Numa altura em que o Governo prepara um diploma que irá criar penalizações para empresas que paguem menos a mulheres que a homens (ver Caixa) o acordo assinado a 18 de Abril pela Associação Portuguesa dos Industriais de Calçado, Componentes, Artigos de Pele e seus Sucedâneos (APICCAPS) e pela Federação dos Sindicatos dos Trabalhadores Têxteis, Lanifícios, Vestuário, Calçado e Peles de Portugal (FESETE) prevê um aumento salarial médio de 3,45%, garantindo remunerações iguais para homens e mulheres com as mesmas funções.

O novo contrato colectivo de trabalho (CCT) foi oficializado publicamente na sede da associação patronal do sector, no Porto, na presença do ministro do Trabalho, Solidariedade e Segurança Social. Na cerimónia de apresentação do acordo que irá abranger 38500 trabalhadores – 60% dos quais são mulheres -, em 1350 empresas, Vieira da Silva destacou o facto de esta consagração da igualdade de género num CCT ser inédita em Portugal, classificando por isso a fileira do calçado como “um farol de inovação”.

Enaltecendo o carácter pioneiro do acordo de regulação laboral desta indústria, o ministro sublinhou, na ocasião, que não se trata de “mais um contrato, mas de um contrato que introduz um factor inovador, pois proíbe a discriminação de género”. E adiantou que o governo “está a trabalhar no sentido de, na concertação social, criar instrumentos de estímulo e de redução desta diferencial salarial, que será de 16% a 18%, e que terá aumentado depois da crise.”

Para a Associação dos Industriais do Calçado, trata-se de um “acordo histórico” que valoriza aquilo que deve ser a regra: distinguir os trabalhadores em função da sua qualidade profissional e do seu desempenho no trabalho, e nunca do sexo.
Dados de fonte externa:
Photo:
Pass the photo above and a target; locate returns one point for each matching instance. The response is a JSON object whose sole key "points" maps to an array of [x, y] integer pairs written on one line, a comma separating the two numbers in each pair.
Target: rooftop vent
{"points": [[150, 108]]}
Razão pela qual há mulheres que já ganham mais do que os colegas do sexo masculino, garantem alguns empresários.

Para a frente sindical, o resultado das negociações que foram mantidas ao longo de dois duros anos com os patrões do sector é um sinal de que “as coisas estão a melhorar”, embora o mesmo não impeça que “continuem a haver diferenças” a nível remuneratório nas condições de trabalho entre homens e mulheres.

Segundo as novas tabelas salariais alcançadas em sede de contratação colectiva, para um aumento médio de 3,45%, a igualdade do género é contemplada com um acréscimo de 5,3%, enquanto os quadros médios e superiores não beneficiam de qualquer aumento de rendimento.
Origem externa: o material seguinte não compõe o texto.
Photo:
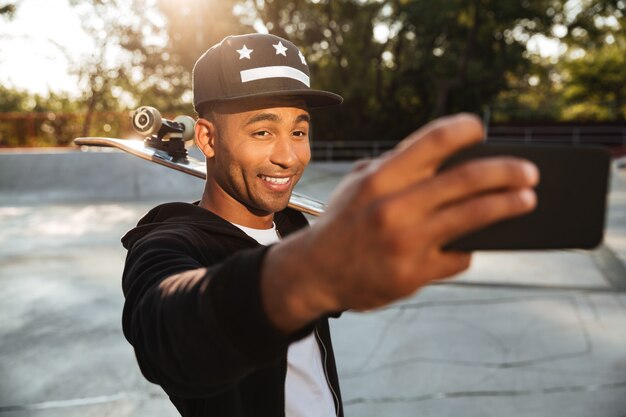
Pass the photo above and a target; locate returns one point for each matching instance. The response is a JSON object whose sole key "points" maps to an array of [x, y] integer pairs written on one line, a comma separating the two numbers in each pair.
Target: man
{"points": [[229, 320]]}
Fim da discriminação já em Abril

Considerando “muito relevante” a erradicação do fenómeno da discriminação de género “das relações de emprego”, nomeadamente “nas normas plasmadas nos contratos colectivos de trabalho, pondo fim a um flagelo que afectou as mulheres trabalhadoras durante décadas”, Manuel Freitas, coordenador da Direcção Nacional da FESETE, defende que “é da mais elementar justiça que mulheres e homens com actividades e funções análogas tenham direito a igual salário”.

Em declarações ao VER, o responsável explica que a ideia e oportunidade de defender a questão da igualdade de género neste acordo com os industriais do calçado surgiu naturalmente, já que “é uma das actividades dos sindicatos reivindicar e negociar normas salariais iguais para mulheres e homens”. Para sustentar esta reivindicação, a FESETE realizou, entre 2010 e 2012, um estudo do qual resultou a construção de um sistema de avaliação de funções e remunerações às profissões da produção do calçado. E, com base nas conclusões desse estudo, deu início às negociações sectoriais em 2015, as quais apenas terminaram em 2017.

Como sublinhou à imprensa, na sequência da apresentação deste acordo, Fernanda Moreira, presidente do Sindicato Nacional dos Profissionais da Indústria e Comércio de Calçado, Malas e Afins, ligado à FESETE, “a partir de agora, na costura, nos acabamentos, no corte ou na montagem, os salários base passam a ser os mesmos”.

[quote_center]Cabe aos sindicatos reivindicar e negociar normas salariais iguais para mulheres e homens[/quote_center]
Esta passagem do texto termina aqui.